La trahison des intellectuels
Ce que l’on appelle les intellectuels n’est en fait que la part d’entre eux qui est autorisée à s’exprimer dans les médias. Entre la Libération et la disparition de l’Union Soviétique, ils ne trouvaient pas d’éloges suffisamment flatteurs pour vanter les mérites du paradis socialiste, avant de retourner leur veste au cours des années 80.
Les mêmes, qui ne trouvaient pas de mots assez durs pour fustiger le capitalisme, se sont précipités dans la louange du marché et de la mondialisation heureuse. A leur décharge, la confiscation de la quasi-totalité des médias par les puissances d’argent a fait dépendre leur survie alimentaire de leur collaboration au système.
Des tentatives d’étouffement
Pour le pouvoir politique et financier, il va devenir urgent de faire beaucoup de bruit pour surtout ne rien changer, comme on l’a vu depuis un an avec la crise du système bancaire.

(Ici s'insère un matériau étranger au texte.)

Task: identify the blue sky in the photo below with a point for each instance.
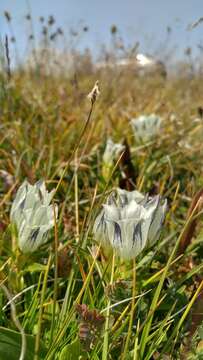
(137, 20)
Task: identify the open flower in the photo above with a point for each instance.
(129, 222)
(145, 127)
(111, 153)
(33, 215)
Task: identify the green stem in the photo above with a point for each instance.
(37, 341)
(106, 330)
(124, 356)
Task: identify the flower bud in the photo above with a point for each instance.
(33, 215)
(129, 222)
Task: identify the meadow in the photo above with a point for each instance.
(70, 299)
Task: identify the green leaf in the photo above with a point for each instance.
(71, 351)
(10, 345)
(36, 267)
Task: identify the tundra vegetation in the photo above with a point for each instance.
(101, 196)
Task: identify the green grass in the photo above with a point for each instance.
(149, 310)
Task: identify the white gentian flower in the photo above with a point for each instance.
(33, 215)
(129, 222)
(145, 127)
(111, 153)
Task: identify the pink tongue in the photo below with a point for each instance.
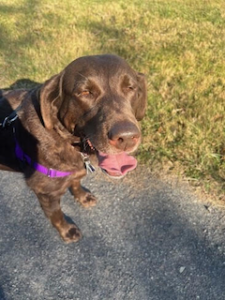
(116, 164)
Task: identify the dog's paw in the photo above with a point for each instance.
(70, 234)
(87, 200)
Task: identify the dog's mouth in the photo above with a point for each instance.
(114, 165)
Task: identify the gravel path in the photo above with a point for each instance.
(145, 240)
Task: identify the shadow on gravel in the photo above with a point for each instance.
(149, 244)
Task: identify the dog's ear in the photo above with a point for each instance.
(141, 102)
(51, 99)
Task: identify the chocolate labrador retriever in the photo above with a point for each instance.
(89, 111)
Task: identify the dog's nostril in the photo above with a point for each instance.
(124, 136)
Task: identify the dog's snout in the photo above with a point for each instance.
(124, 136)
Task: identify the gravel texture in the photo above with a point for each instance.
(145, 240)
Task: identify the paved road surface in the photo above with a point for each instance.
(145, 240)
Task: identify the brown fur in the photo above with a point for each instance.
(95, 98)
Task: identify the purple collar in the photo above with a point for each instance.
(48, 172)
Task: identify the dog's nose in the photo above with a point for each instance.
(124, 136)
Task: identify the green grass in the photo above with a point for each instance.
(179, 44)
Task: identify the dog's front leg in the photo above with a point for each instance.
(85, 198)
(52, 210)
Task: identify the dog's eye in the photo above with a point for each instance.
(85, 93)
(130, 88)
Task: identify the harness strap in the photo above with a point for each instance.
(52, 173)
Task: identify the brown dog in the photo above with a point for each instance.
(90, 109)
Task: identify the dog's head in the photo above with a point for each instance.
(100, 99)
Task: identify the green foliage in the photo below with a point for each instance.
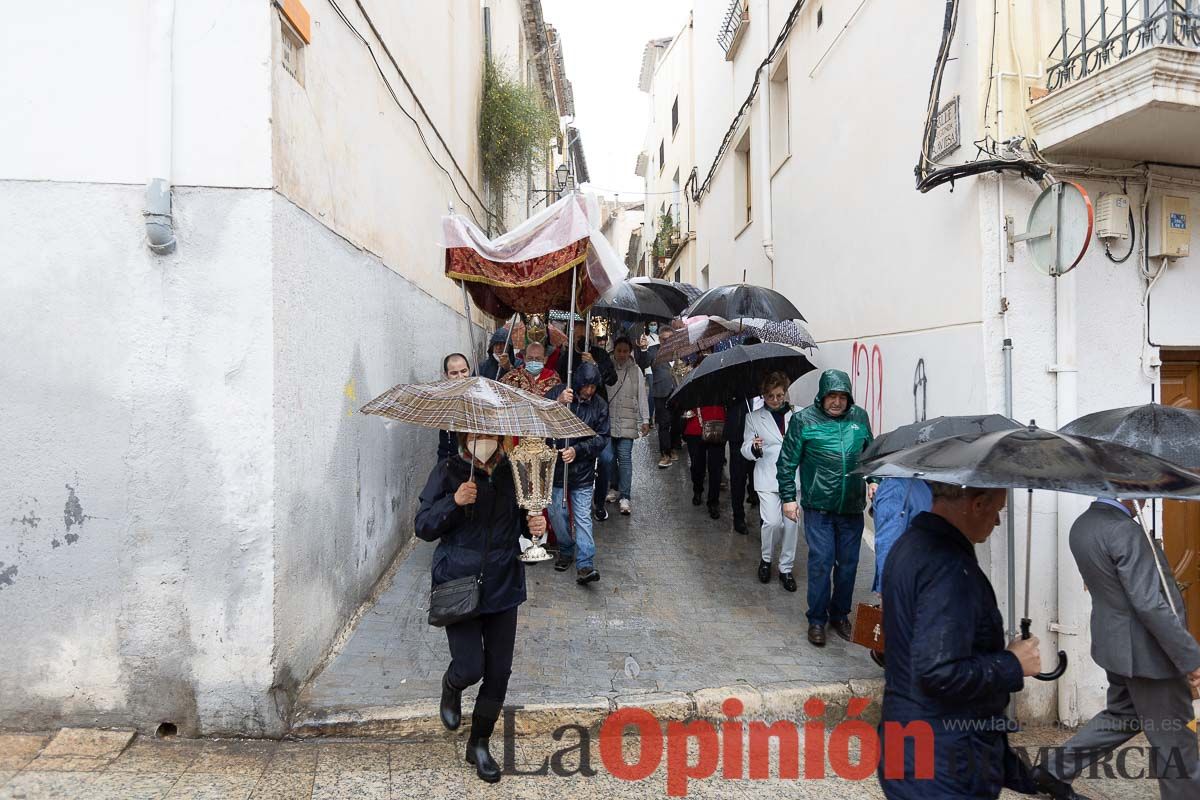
(663, 239)
(515, 126)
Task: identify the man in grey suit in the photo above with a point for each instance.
(1140, 637)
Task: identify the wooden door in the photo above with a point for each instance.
(1181, 521)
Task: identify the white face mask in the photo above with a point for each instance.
(483, 449)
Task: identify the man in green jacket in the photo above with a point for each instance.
(823, 441)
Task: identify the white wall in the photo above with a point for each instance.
(75, 92)
(346, 330)
(137, 456)
(346, 154)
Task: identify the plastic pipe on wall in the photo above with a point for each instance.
(159, 126)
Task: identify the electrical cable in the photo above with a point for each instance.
(420, 132)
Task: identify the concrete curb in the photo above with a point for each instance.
(768, 702)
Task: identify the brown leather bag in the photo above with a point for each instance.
(869, 627)
(712, 432)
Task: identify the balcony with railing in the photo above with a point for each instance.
(1123, 82)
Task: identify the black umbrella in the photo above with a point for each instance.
(744, 301)
(918, 433)
(1168, 432)
(676, 295)
(1033, 458)
(634, 302)
(737, 372)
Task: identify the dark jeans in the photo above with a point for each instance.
(741, 475)
(834, 541)
(669, 425)
(605, 464)
(711, 459)
(481, 649)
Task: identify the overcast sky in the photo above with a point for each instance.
(603, 46)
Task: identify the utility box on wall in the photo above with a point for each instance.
(1170, 227)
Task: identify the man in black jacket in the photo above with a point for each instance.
(947, 668)
(580, 456)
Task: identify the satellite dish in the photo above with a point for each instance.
(1060, 228)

Il faudra mandater beaucoup d’experts : psychologues, ergonomes, juristes, astrologues, météorologues, spécialistes des relations sociales,… pour tenter de faire passer la vague de désespoir qui atteint les salariés des entreprises concernés pour tout, sauf ce qu’elle est : la conséquence directe de la surexploitation du travailleur par les actionnaires.
La pression continue sur la productivité, la concurrence acharnée entre les entreprises, la compétition féroce entre salariés devront disparaitre du tableau final.
Les acteurs habituels du théâtre politico-médiatique prendront le relais, en déroulant le scénario classique : feindre de découvrir le problème, faire croire qu’on va y porter remède et passer à autre chose, sans rien toucher aux fondamentaux du système.
Il est à craindre que cela fonctionne, au moins à court terme.
Du suicide à la révolte
La triple trahison, du politique, du religieux et du médiatique explique le sentiment de profond abandon qui s’est saisi des passagers de la mondialisation heureuse. Ceux qui se sont jetés par-dessus bord ont décillé les yeux des autres voyageurs.
Ce geste, qui aurait pu rester dans la sphère privée, est commis sur le lieu de travail. Insensé, il prend du sens. Désespéré, il devient subversif. Cette tragédie privée peut prendre a posteriori le sens d’un sacrifice altruiste si elle débouche sur une prise de conscience collective.
Il serait heureux que les autres, ceux qui restent, ne songent plus à mettre fin à leurs jours. Mais au contraire, en resocialisant leur destin, qu’ils déclenchent un mouvement social et politique de grande ampleur.